Celtic supporters urge fellow fans to stop using flares
Last updated on .From the section Football
Celtic supporters' associations have appealed to fellow fans to stop setting off flares and smoke bombs inside grounds at home and abroad.
Police are investigating complaints of anti-social behaviour by Celtic fans in Sunday's Scottish Cup win at Stranraer.
Joe O' Rourke, General Secretary of the Celtic Supporters' Association, said: "It needs to stop right away."
Celtic have banned indefinitely three individuals "connected with the use of pyrotechnics".
Speaking after Sunday's cup tie, Celtic manager Ronny Deila warned that the fans using pyrotechnics risk creating a "bad reputation".
The Premiership leaders already have a Uefa charge pending after fans set off flares in their Europa League match with Fenerbahce in December.
In a statement on Celtic's website, O'Rourke expressed sadness that the headlines following the cup tie at Stair Park were not about football.
"I've said on here before, and I have the full backing of our member branches, the use of pyrotechnics needs to stop, and it needs to stop right away," he added.
"I was only yards away from the area where they seemed to be coming from, the people around me were, like me, of the senior variety, and all were of the opinion that it was unacceptable. In fact, there were a few angry words exchanged.
"As this [the Scottish Cup] is an SFA authority tournament we will probably face a fine or sanctions of some form as well.
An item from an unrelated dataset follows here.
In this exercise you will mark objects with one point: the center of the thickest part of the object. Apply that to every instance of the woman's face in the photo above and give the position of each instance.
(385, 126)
A fantastic reputation built up over many years is being torn down by a small minority of our fans.
"I really don't know who is using the pyrotechnics but I'm asking for the benefit of our own fans to please stop."
The Affiliation of Registered Celtic Supporters' Clubs said it backed Celtic's stance on the issue, stressing that the safety of supporters was "paramount".
"The continued use of them will cause financial and more damage to the reputation of the club," it added.
The Association of Irish Celtic Supporters' Clubs said the use of pyrotechnics reflect poorly on the club, with the possible threat of fines or sanctions.
SFA chief executive Stewart Regan has hinted that Scottish football could move towards a system where clubs are held responsible for their fans' behaviour.
Under current rules, clubs can avoid sanctions if they demonstrate that they have taken "reasonably practicable" steps to avoid unacceptable behaviour from supporters.